First, I wanted to know how Wirsig had discovered the crystal skulls and how they influenced his music. Wirsig responded that he could not remember exactly when he first came across the idea, but it always fascinated him. “The legend somehow always intrigued me with its ambiguity and the folklore around it,” he said. “If it were true it would be a great adventure story and would also hold some implications on historical and spiritual level. On the other hand if you don’t believe in the legend, it’s still intriguing to try and figure out what schemes lay behind them – why they were made in the first place, who invented what stories around them, why people still believe in them, and so on.”
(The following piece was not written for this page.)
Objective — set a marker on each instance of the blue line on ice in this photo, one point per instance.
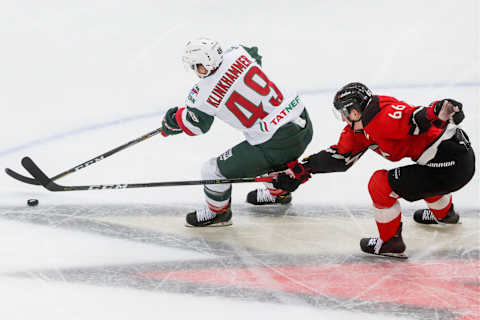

All of these open questions provided considerable creative potential for the album. “The album came about after I wrote the first song (and all songs on the album were really written in the order they are presented on the album) and realized that there’s more in this topic musically than just one song,” Wirsig added.
We moved on to discuss the feelings and emotions in the album, specifically how it shifts from a foreboding and at times spooky atmosphere to some more relaxed moments. I asked if this was what he intended to produce. “Yes, this was definitely something I wanted to achieve. But I didn’t exactly plan the structure of the songs beforehand,” Wirsig explained. “it rather is a kind of natural progression in the music. To me it would be boring if a whole album would stay in a certain atmosphere all the time. I like a change of pace and that’s what I try to incorporate in my music.”
He continued that one of his inspirations when creating the album was Nine Inch Nails’ Ghosts, where “Trent Reznor collected all these experimental instrumentals. Of course “The 13 Crystal Skulls” has a different sound, but most songs dwell in the same area, have the same spirit,” he said.
Another influence in Wirsig’s music making is his background as a classically-trained musician. “I guess that training accounts for the harmonies that you can find in most of my music, even if it’s some more experimental or noisy or atonal piece,” Wirsig told me. “And that’s what I usually go for: I like the experiment, and I like to use sounds, structures or melodies that are not necessarily common, but the songs still have elements of classical structures in them.”
Wirsig acknowledges that his music is “certainly not in the mainstream” and “might be not so easy to digest.” Nonetheless, the reaction to the album has been overwhelmingly positive. “So far there were only very good reviews, which makes me very happy and grateful,” he continues. “regardless of background or genre preference, people really like the atmosphere and emotions of the songs, and see the effort that went into the creation of them.”
As well as working on new music with his electro band No Carrier, Wirsig hopes to compose more film soundtracks following his success with the short film 20 Matches. “”I’ve started a blog where I write about music in general and also give production or music business tips. This will grow soon and I hope to give other musicians some helpful information just like I still get important tips from meeting other composers or from blogs or other resources,” he adds.